"It is proper both for Winter and Summer, preserving in perfect health until extreme old age, it maketh the body active and lusty . . . it removeth lassitude and cleanseth acrid humours . . . ." This was the sentiment of Thomas Garraway, first to import tea from China in the mid-seventeenth century and sell it in England.
The Book of Tea, with its sumptuous color photographs and richly evocative prose, goes a long way to explain his enthusiasm and is a perfect feast for the senses. And, of course, there is the ceremony and pleasure of the beverage itself to accompany a browse through this volume. I won't say "reading" for this book is one to be picked up and enjoyed piecemeal if you wish -- no need to peruse from cover to cover -- the smorgasbord approach will do just fine.
The preface by famed author Anthony Burgess gives a taste of the treasures within, outlining the arrival of tea in the British Isles and its adoption by the Brits.
The first chapter, "Tea Gardens," by Alain Stella, takes the reader on a tour of producing tea gardens and plantations in Darjeeling, Assam, Ceylon, China, Formosa, and Japan, explaining the processes involved in tea production: cultivation, picking, processing, and shipping.
In chapter two, "Tea Barons," Nadine Beauthéac explores the history of the commercialization of tea by the East India Tea Company and the events which created a market for tea in the western world while making wealthy men out of adventurous tea entrepreneurs.
Chapter three, "Time for Tea," by Gilles Brochard, is an in-depth presentation of the variety, customs, and traditions of the tea ceremony throughout the world, beginning with China, the birthplace of tea, traversing the Orient, Mediterranean, Russia, Europe, and Britain, ending with the United States.

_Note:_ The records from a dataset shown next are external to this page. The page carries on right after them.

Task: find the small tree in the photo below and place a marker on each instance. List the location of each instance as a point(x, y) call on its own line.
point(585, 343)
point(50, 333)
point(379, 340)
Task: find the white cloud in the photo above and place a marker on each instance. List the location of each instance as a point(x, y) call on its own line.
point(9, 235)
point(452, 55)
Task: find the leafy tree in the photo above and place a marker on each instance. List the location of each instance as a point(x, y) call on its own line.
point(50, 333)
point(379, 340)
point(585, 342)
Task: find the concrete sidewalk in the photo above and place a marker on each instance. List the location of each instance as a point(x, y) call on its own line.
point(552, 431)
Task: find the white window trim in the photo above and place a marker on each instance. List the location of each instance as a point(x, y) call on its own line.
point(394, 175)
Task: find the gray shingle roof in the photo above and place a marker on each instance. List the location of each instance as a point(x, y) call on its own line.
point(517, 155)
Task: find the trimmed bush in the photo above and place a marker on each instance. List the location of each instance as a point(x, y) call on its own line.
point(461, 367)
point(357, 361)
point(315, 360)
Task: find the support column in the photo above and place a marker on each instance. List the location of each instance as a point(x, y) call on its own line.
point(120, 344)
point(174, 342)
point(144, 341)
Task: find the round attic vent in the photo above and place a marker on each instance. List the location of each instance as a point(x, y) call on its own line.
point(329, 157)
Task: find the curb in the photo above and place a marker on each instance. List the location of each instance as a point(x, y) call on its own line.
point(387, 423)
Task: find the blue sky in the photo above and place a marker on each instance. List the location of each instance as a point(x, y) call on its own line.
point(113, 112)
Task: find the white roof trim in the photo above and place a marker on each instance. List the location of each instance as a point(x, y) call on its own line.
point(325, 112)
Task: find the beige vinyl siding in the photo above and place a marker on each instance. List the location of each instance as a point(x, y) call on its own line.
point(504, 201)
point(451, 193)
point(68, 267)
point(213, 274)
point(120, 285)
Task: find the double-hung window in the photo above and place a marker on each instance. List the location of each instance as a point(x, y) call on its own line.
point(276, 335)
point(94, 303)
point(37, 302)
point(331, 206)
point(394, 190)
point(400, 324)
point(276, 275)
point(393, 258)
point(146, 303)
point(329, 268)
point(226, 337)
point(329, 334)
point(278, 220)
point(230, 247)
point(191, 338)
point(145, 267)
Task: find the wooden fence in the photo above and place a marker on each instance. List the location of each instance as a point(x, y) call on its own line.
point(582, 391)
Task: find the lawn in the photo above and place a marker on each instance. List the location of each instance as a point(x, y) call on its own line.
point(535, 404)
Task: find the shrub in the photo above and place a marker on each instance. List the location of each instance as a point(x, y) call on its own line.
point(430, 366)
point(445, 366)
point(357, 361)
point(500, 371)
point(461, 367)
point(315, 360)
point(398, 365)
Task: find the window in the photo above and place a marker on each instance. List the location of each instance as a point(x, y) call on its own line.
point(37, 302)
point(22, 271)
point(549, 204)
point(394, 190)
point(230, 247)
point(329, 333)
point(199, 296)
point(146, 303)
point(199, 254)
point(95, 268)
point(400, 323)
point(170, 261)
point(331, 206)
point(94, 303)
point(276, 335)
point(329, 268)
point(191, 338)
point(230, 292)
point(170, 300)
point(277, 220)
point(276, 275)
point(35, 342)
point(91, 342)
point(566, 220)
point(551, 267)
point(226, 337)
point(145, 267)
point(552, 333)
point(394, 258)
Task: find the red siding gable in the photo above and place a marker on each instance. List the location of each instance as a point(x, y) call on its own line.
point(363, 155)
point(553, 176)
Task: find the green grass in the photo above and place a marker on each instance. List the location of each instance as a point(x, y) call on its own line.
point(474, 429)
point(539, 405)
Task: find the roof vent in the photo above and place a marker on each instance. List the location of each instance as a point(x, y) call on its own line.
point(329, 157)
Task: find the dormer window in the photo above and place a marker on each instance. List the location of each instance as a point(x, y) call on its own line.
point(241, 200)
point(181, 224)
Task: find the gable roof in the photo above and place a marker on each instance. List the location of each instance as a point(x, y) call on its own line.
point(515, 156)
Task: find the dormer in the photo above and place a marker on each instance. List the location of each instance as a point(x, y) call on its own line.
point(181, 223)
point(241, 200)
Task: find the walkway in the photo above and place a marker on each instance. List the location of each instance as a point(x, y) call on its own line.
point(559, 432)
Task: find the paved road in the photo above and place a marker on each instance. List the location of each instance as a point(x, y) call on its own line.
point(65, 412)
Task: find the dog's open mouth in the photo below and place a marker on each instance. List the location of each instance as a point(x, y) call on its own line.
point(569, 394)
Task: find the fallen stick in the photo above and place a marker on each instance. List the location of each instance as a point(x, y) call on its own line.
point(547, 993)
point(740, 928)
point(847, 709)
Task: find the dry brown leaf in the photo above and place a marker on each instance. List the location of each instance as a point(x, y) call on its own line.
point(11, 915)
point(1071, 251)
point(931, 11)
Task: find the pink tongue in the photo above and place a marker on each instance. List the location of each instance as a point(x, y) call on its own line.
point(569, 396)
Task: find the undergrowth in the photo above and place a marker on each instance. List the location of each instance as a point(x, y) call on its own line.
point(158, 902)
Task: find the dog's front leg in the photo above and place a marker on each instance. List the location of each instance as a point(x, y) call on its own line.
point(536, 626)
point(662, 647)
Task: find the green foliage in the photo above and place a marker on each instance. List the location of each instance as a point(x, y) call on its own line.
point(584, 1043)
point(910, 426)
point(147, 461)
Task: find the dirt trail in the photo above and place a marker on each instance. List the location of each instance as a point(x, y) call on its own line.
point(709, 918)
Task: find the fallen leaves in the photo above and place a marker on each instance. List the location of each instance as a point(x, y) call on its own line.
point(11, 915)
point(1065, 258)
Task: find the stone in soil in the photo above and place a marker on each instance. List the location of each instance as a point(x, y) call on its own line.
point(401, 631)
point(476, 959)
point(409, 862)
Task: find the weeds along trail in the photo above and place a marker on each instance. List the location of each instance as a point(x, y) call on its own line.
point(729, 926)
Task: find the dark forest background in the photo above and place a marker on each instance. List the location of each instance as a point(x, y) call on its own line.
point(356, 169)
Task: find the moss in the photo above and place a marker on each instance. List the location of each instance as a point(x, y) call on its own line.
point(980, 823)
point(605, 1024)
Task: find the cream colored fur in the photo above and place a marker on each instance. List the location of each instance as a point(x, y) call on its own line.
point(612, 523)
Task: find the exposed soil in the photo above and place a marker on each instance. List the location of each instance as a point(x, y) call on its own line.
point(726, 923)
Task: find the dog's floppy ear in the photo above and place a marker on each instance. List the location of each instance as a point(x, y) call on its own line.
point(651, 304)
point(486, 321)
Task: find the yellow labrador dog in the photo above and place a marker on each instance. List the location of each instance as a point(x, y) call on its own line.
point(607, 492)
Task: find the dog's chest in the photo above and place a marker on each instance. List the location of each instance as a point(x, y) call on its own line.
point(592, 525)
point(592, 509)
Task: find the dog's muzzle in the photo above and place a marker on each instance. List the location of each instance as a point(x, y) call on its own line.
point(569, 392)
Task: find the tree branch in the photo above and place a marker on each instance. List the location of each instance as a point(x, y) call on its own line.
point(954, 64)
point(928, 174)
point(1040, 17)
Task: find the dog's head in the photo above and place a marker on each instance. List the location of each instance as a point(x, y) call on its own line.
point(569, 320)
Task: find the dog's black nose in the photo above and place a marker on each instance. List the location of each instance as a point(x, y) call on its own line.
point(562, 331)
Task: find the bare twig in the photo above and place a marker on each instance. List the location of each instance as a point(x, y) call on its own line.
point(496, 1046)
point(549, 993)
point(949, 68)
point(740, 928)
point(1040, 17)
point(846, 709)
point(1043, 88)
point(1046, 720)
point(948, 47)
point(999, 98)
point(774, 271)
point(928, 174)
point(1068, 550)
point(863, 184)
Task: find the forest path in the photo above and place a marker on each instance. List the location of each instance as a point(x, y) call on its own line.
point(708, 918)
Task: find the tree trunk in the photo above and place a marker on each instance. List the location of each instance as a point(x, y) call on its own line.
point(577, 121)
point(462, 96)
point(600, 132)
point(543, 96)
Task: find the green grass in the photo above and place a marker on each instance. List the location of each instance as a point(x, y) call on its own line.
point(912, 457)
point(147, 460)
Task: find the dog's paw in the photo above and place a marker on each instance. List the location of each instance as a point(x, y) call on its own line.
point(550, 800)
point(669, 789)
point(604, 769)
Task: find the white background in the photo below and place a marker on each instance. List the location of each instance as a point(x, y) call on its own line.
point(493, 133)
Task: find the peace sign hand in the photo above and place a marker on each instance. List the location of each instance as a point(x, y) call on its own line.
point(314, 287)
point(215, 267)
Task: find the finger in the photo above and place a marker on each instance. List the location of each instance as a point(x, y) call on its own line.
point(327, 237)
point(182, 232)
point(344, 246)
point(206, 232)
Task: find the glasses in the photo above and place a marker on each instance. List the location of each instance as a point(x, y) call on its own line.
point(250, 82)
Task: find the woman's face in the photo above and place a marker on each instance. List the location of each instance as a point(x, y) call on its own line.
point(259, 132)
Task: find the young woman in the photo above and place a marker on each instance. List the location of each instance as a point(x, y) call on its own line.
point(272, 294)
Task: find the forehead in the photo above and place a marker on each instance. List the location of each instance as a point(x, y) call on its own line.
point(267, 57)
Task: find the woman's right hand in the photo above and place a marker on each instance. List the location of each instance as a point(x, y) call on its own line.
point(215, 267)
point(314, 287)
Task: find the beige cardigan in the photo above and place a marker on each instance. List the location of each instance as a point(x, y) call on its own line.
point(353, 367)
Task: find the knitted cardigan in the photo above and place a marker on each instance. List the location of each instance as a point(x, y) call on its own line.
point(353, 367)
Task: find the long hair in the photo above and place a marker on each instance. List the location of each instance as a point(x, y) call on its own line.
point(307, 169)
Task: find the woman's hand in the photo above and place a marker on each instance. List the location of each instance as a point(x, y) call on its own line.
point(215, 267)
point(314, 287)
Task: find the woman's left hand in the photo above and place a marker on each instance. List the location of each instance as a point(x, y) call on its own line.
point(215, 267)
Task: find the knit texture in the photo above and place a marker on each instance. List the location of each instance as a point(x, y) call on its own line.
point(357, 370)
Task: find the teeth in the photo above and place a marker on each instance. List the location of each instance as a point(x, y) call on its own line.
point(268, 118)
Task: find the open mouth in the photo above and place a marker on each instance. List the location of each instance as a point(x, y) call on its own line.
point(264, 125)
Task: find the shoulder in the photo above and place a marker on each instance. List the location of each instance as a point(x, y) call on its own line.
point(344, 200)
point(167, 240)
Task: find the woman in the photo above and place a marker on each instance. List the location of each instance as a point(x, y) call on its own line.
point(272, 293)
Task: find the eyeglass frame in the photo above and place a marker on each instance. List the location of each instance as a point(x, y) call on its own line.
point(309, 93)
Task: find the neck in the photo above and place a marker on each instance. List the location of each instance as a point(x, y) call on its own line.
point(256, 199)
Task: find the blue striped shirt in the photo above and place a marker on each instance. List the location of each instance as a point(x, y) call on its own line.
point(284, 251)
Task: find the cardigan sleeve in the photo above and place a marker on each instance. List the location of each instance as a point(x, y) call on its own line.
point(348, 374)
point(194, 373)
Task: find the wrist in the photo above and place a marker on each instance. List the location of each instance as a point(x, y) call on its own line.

Catherine Donzel, in chapter four, "The Taste of Tea," guides the reader through the maze of terminology, characteristics, color and flavor, fermented vs. semi-fermented, black vs. green, and the ins and outs of choosing the appropriate tea for a particular time and occasion. Donzel gives what are probably the definitive steps in making your cup of comfort.
There is a chapter with pictorials and definitions of "Great Tea Regions and Traditional Blends," a chapter on "Tea for Gourmets," with recipes for tea-based sauces, ice creams, jelly, and cocktails.
The final offering, "A Connoisseur's Guide," lists a variety of fine establishments in the U.S., London, and Paris, demonstrating that it is becoming easier to taste and buy high-quality tea and tea accessories.
Anyone who respects and enjoys beautiful photography -- tea drinker or not -- will love this book, not only for the pictures of tea plantations, but for the art exemplified by the historical photos and prints. When I began reading this book I was not (and perhaps still am not) a tea-drinker, but quickly became enchanted with the lavish and compelling photos, then with the romance and history of the plant and its brew, so much so that I intend to give "high tea" a try. After all, can Dr. Samuel Johnson, who was known to ingest as many as 32 cups at a sitting, and whose tea pot held two liters, be wrong?